I am just about finished Ian Rankin's second to last Rebus novel, Naming of the Dead. (I have Exit Music waiting for me in my bag) In the book, without giving much away, Rebus attends a funeral where "Love Reign O'er Me" is played at the end of the ceremony. I have always liked that song and the subsequent mentions of the album and discussions about The Who versus The Rolling Stones got me interested to hear the album again. And then I started having the urge to hear "The Real Me", so I popped by Audiopile (my favourite used store) and grabbed the album.

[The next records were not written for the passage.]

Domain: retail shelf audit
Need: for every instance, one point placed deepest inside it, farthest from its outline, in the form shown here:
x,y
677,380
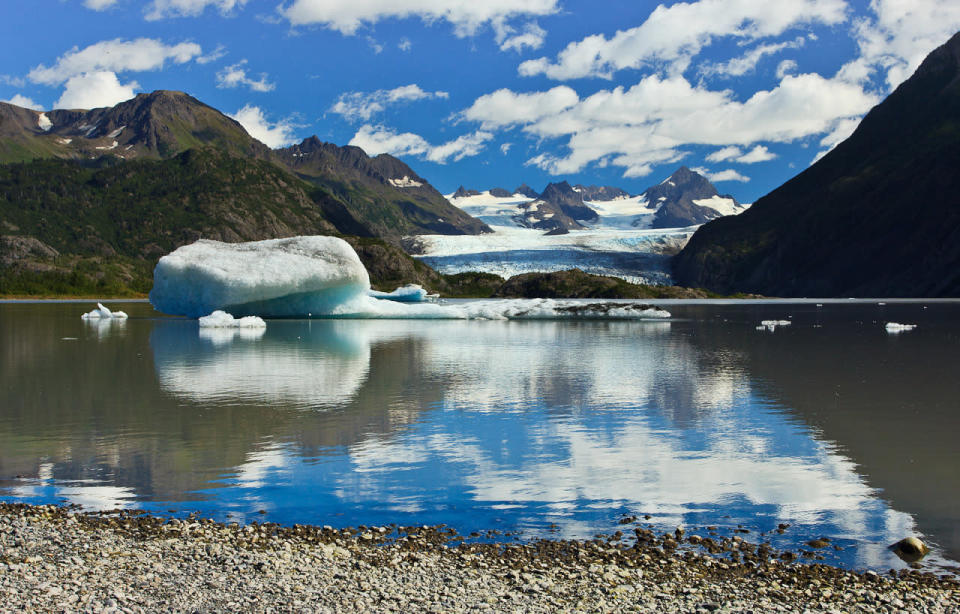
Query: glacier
x,y
318,276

Quadrophenia will never become my favouite Who album, but I have grown into it. Songs like "Bell Boy" don't grab me at first but get interesting once further along. I can appreciate Quadrophenia now on a different level then I could have hoped to as a teen.
I had Japanese "sour plumb" in a maki roll today for the first time in a long time. Umeboshi is actually more like an apricot and is quite salty and sour. It falls into the catagory of tsukemono, Japanese pickles, which I also quite like. If you go for sushi, the most common (and perhaps only) form of tsukemono is the oshinko roll. (pickled daikon)
I need to learn how to make Japanese food for myself. I'd change my diet completely.
A Mind For Invention
I ran into a friend recently and he told me something I was not aware of. He was going to rip my old band's anthology (Hypernode, A Mind for Invention) to his hard drive so he could upload certain tracks to his iPod. Anyhow CDDB (online CD Database) already had the tracks listed and recognise the album. It was a bit of a shock for him, that something so obscure and of dubious quality would be found on the database, but it was a pleasant shock. I imagine I have either Trent Ernst or Ken Goudswaard to thank for that, so thank you one and all.